Deux situations fréquentes suffisent à mesurer l’ampleur de cette mutation. Deux parties, dont la collaboration est une chance pour la mémoire du cinéma : d’un côté, une cinémathèque, qui conserve dans ses collections le négatif nitrate original d’un titre majeur du patrimoine cinématographique mondial, et de l’autre un puissant producteur, qui a fait entrer ce titre dans son catalogue. Le second engage une restauration prestigieuse du film, qu’il finance dans sa totalité et intègre dans la politique générale de communication du groupe. Il peut compter sur la première qui met à sa disposition gratuitement le matériel exceptionnel qu’elle conserve depuis plusieurs décennies. La cinémathèque concernée a dû cependant payer, à un tarif non préférentiel, toutes les projections du film restauré qu’elle a organisées dans sa propre salle, et n’a rien reçu en retour.
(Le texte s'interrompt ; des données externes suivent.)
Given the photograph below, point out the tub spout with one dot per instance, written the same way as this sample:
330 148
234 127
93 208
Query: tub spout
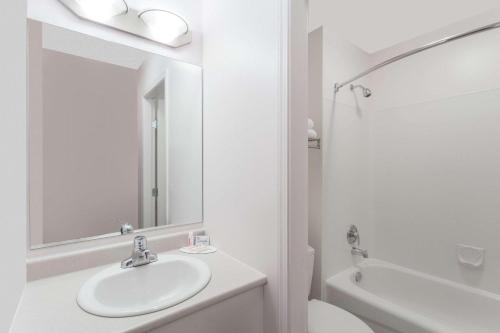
355 251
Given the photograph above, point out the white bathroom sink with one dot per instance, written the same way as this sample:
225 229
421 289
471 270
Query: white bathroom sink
117 292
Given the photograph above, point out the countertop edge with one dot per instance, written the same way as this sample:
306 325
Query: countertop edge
159 322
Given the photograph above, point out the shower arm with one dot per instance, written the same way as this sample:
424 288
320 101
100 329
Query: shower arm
423 48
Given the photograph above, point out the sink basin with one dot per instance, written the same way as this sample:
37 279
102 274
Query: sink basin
117 292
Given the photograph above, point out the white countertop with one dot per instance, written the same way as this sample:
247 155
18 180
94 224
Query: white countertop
49 305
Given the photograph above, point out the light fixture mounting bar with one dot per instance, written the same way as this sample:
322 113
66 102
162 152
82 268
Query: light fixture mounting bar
128 21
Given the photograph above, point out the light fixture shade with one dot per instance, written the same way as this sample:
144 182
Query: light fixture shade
103 9
164 25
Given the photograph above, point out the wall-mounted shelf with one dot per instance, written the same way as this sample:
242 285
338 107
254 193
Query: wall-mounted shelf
314 143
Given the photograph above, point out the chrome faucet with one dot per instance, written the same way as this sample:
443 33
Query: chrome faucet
356 251
354 240
140 254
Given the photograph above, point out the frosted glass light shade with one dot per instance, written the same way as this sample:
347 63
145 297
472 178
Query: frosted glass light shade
103 9
164 25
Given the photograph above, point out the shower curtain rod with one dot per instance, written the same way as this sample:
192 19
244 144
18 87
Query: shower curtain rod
425 47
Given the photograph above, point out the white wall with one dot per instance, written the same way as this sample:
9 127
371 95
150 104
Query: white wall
53 12
315 188
415 166
435 141
13 151
243 133
344 149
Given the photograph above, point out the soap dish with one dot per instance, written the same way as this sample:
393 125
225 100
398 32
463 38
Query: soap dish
200 249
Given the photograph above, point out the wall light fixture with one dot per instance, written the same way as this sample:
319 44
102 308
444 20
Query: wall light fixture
159 25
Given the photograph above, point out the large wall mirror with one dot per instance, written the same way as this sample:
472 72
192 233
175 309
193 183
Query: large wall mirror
115 138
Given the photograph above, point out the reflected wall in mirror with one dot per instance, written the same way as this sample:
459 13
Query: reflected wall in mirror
115 137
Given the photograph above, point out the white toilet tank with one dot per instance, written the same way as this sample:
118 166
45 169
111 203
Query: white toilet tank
310 265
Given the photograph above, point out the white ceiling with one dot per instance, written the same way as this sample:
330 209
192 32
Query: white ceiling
374 25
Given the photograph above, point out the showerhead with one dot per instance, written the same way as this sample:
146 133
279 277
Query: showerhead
366 92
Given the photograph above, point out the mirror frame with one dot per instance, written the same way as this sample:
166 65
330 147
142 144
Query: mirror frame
113 235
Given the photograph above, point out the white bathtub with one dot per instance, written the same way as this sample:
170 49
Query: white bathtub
392 298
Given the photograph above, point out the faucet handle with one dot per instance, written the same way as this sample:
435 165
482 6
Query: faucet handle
353 236
140 243
126 228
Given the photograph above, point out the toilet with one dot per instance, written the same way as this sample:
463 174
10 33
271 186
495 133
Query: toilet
327 318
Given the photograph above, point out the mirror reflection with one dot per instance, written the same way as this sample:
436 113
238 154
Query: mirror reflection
115 137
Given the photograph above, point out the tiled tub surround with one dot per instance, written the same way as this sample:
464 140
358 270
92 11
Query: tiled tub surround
231 302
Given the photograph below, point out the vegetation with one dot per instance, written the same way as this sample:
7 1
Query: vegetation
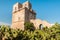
52 33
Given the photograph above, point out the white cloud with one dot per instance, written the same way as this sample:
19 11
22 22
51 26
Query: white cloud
2 23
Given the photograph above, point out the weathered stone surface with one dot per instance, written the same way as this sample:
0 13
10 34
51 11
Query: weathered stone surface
23 13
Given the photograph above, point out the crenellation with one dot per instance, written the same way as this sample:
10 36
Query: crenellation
24 13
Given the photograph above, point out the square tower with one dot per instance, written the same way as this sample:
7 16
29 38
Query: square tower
22 13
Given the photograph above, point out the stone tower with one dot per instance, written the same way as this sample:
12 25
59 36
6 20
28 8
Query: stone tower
22 13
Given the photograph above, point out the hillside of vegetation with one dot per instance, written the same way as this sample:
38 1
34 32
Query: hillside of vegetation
52 33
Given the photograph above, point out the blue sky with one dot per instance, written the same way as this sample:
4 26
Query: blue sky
48 10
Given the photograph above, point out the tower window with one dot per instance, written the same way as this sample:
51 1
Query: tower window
15 8
40 26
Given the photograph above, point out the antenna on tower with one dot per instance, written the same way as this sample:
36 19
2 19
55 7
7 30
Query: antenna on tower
28 0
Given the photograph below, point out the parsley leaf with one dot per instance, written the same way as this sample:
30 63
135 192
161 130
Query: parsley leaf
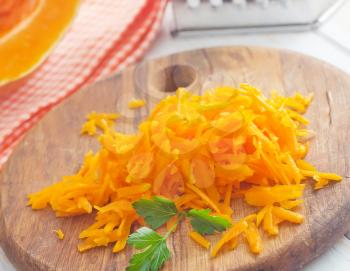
155 251
156 211
204 223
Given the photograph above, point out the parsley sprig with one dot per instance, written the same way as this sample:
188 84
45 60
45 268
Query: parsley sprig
156 212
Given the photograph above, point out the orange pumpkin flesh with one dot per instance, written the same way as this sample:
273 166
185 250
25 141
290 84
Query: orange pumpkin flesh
28 31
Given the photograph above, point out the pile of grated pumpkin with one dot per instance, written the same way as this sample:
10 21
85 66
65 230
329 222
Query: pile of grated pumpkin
201 152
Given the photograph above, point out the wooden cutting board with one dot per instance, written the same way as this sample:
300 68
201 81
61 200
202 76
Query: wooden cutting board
54 148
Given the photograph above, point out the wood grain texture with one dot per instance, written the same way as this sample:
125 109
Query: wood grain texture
54 148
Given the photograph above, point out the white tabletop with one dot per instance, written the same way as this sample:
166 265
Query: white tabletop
331 43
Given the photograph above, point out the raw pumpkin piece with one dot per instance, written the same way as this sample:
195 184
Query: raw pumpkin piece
29 32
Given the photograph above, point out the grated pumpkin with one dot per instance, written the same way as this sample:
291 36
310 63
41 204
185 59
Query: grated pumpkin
201 152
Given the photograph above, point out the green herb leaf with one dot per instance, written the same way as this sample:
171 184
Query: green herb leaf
156 211
155 251
204 223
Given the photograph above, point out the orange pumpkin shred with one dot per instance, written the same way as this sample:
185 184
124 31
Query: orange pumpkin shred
201 152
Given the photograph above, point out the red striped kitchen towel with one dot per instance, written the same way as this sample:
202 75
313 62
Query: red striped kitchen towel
106 36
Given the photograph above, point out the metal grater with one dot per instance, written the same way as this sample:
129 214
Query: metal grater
196 16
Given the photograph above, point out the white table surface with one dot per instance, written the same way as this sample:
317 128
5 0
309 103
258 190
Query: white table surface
331 43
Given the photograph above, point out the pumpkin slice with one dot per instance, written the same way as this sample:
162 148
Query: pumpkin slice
29 29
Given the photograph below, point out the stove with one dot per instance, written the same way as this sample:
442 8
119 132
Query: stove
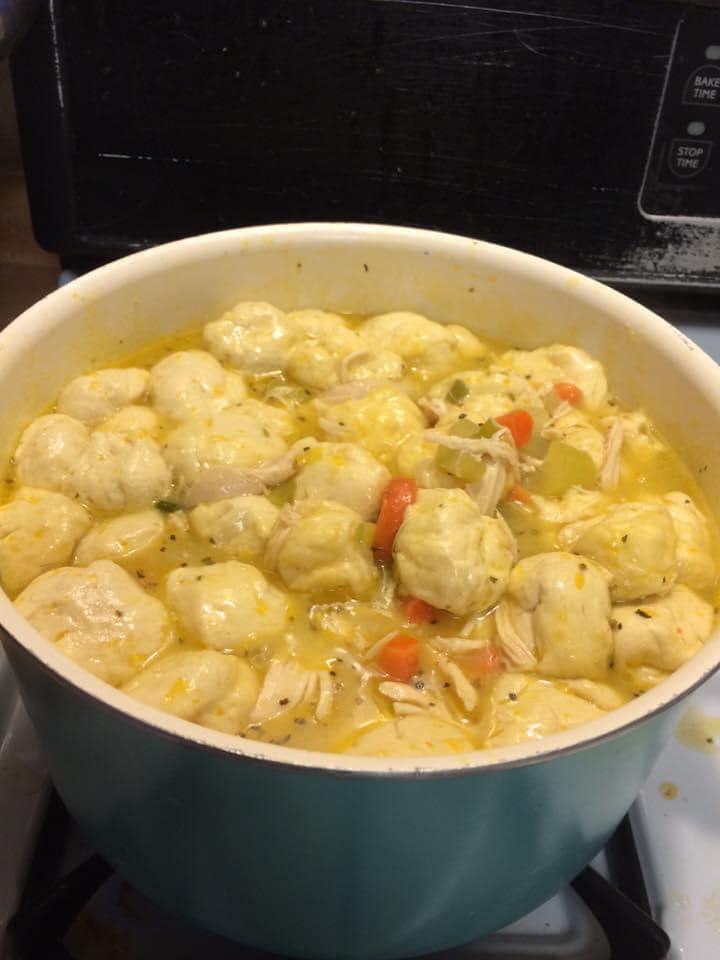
653 892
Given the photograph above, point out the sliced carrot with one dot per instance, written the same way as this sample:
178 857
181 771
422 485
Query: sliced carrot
399 657
419 611
520 495
519 423
399 494
484 664
568 391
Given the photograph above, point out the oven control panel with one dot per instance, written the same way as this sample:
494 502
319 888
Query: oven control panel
682 178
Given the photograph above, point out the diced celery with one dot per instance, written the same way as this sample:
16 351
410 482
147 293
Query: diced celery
460 464
464 428
564 466
489 428
531 534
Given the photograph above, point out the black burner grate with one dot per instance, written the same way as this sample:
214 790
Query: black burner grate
42 927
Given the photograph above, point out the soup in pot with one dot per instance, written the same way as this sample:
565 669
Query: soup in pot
372 535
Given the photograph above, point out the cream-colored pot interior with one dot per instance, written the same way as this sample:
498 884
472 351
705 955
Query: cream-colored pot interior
494 291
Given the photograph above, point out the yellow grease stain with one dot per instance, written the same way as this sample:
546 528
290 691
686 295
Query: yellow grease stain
668 789
698 731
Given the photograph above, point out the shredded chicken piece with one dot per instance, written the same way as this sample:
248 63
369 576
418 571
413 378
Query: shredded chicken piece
378 645
403 693
324 704
487 491
493 448
560 411
433 409
219 483
286 686
408 709
512 644
529 464
330 428
386 591
465 691
352 390
454 645
610 470
601 694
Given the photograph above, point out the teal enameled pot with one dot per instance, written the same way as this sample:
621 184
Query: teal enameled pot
320 855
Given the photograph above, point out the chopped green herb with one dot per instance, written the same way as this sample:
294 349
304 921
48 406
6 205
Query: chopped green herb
457 392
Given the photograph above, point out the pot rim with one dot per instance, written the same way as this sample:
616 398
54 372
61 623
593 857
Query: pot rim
17 339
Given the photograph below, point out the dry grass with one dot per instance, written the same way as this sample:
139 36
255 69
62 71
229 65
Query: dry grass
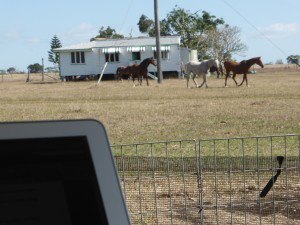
168 111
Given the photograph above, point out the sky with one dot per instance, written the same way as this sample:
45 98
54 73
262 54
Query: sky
269 28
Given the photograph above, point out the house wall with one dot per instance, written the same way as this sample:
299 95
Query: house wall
95 60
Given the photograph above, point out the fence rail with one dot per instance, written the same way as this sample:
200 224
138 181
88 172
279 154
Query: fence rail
215 181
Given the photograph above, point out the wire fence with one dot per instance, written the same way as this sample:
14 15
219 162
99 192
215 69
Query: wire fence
217 181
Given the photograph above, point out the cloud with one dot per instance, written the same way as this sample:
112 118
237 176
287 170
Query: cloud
34 40
81 33
280 30
12 34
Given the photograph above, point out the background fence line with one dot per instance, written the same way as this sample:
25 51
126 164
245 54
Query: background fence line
214 181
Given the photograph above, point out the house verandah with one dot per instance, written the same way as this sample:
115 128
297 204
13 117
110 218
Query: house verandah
88 59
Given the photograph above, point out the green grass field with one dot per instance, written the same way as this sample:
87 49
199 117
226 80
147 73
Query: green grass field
162 112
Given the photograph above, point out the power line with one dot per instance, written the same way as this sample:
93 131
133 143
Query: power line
253 26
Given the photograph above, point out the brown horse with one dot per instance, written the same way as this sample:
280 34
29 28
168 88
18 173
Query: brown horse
241 68
140 71
124 70
218 70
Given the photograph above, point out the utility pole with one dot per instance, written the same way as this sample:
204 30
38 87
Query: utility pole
158 52
42 69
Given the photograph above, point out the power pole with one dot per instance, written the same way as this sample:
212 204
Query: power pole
158 53
42 69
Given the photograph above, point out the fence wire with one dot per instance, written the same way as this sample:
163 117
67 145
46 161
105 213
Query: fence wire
216 181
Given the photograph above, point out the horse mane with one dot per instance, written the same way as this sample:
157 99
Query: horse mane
145 62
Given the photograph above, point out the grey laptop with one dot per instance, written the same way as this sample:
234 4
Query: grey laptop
58 173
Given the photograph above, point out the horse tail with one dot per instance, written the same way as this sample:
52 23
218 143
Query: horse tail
183 70
118 74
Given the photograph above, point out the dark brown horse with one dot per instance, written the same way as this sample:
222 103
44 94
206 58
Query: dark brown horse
124 70
241 68
140 71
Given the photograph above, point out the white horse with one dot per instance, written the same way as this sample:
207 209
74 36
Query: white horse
197 68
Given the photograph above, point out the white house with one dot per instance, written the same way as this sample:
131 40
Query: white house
89 58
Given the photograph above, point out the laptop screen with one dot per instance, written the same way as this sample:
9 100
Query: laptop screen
49 181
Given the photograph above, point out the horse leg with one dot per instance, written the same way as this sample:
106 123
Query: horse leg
226 76
187 80
204 80
147 79
194 76
244 78
233 77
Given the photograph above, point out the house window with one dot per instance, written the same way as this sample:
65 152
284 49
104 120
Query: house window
136 56
112 57
164 54
136 52
77 57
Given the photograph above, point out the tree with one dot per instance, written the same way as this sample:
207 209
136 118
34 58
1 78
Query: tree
145 24
107 33
293 59
11 70
52 56
35 68
184 23
223 42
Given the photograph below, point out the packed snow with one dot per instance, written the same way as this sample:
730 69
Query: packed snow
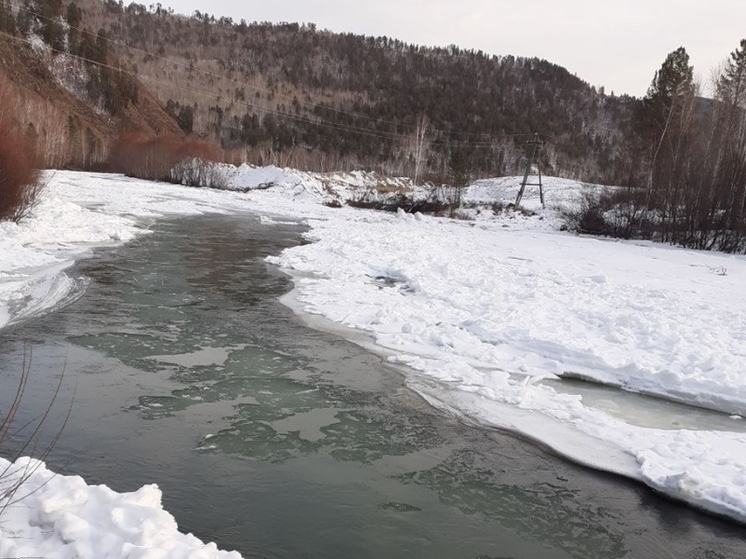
483 316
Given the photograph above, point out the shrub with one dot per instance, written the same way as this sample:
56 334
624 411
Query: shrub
19 179
153 157
197 172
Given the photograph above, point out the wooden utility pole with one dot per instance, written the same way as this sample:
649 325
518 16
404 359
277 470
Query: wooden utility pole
537 143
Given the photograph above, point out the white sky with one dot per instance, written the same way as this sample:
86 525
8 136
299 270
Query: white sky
618 45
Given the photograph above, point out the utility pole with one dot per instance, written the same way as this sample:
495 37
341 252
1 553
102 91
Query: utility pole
537 143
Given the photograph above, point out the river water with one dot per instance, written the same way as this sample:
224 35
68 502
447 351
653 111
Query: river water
180 367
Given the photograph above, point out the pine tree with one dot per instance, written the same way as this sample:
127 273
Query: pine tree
457 164
672 83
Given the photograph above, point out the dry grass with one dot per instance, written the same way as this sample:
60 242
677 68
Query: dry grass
19 177
153 157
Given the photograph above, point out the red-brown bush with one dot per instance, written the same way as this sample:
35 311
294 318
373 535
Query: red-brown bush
152 158
19 179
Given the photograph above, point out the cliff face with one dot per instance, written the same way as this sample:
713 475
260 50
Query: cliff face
47 95
295 95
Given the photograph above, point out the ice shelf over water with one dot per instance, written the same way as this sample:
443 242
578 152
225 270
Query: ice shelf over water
480 312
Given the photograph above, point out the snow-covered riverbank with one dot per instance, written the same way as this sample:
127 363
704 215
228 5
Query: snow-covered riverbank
482 313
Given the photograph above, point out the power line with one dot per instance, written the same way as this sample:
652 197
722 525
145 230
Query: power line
263 108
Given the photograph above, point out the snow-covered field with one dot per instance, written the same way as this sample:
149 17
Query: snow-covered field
481 315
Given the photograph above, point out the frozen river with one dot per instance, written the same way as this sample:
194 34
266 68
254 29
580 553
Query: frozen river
276 440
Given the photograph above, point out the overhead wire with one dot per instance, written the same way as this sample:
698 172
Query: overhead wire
264 108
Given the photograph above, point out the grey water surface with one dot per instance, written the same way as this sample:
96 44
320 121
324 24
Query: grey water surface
180 367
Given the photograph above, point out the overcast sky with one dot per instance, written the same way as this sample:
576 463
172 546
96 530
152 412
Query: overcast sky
616 44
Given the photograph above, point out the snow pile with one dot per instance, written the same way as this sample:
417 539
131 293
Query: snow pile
485 314
60 517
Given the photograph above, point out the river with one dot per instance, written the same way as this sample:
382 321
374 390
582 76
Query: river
180 367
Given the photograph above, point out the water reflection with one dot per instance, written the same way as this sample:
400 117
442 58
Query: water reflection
286 442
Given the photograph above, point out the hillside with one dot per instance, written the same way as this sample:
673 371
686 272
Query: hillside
67 100
292 94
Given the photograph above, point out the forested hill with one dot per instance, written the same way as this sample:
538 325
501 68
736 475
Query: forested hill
296 95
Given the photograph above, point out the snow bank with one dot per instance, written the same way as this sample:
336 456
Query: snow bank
481 312
61 517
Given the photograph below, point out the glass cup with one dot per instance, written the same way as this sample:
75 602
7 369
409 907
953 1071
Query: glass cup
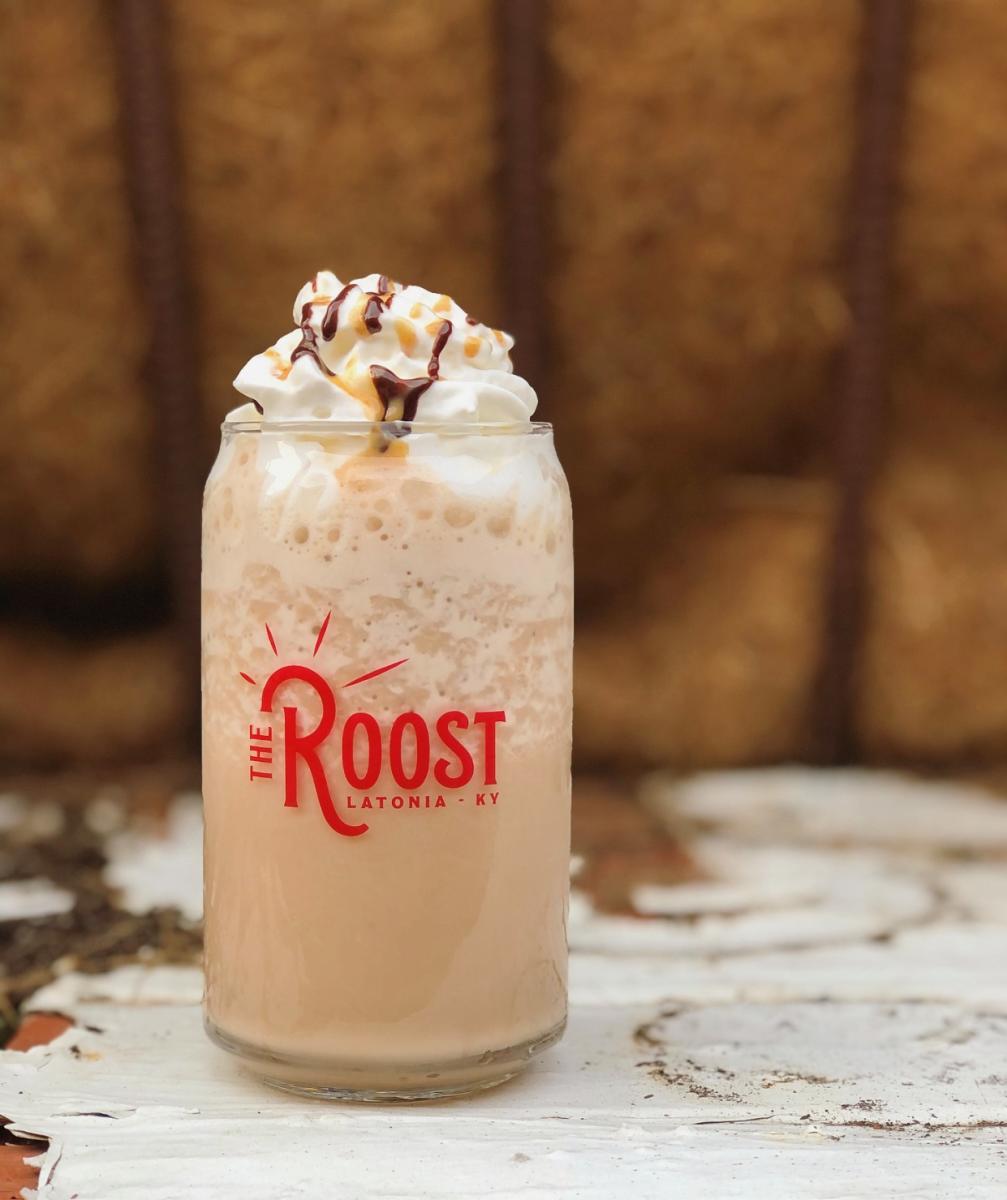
387 677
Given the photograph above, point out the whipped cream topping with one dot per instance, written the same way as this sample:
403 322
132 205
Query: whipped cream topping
377 351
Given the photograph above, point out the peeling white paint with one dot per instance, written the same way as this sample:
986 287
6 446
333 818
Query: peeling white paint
29 899
823 1017
832 808
163 869
131 985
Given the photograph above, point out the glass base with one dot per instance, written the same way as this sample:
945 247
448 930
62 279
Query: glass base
385 1084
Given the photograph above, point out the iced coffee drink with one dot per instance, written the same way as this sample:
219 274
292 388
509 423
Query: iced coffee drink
387 654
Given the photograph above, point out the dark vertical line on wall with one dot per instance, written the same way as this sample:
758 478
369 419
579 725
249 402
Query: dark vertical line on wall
153 166
521 37
863 378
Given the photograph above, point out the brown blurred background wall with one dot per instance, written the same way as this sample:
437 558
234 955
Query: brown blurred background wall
691 186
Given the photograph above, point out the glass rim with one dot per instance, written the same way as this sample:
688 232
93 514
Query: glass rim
395 429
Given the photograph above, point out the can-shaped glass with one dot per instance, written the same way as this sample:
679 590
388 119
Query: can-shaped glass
387 699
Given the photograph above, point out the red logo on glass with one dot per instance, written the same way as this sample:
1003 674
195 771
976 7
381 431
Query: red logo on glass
457 749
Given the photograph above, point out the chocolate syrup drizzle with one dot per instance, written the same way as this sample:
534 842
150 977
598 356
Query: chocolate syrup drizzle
309 342
390 388
330 322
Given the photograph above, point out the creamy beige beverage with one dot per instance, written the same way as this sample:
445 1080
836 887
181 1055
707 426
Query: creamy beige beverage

Pas même un tirage sur pellicule de la nouvelle restauration qui aurait pu être déposée dans les archives de la cinémathèque et aurait alors donné à cette opération commerciale une dimension patrimoniale.
« Autre cas, devenu très fréquent : dans le cadre d’une rétrospective faite en dehors des impératifs du marché, autrement dit dans le cadre d’une démarche artistique et scientifique, une cinémathèque peut être empêchée de projeter, ou de prêter à une autre cinémathèque membre de la Fédération internationale des archives du film, la copie qu’elle conserve – parfois depuis de longues années, et après y avoir consacré un budget, du temps, des compétences. Pourquoi ? Tout simplement parce que le distributeur et l’ayant droit ont choisi une date de ressortie du film, qui s’applique au secteur commercial comme au non commercial. Le support original de l’œuvre – la pellicule – a beau exister matériellement dans une archive, il a perdu sa raison d’être pour une projection et n’est plus compatible avec la logique marchande qui s’est imposée.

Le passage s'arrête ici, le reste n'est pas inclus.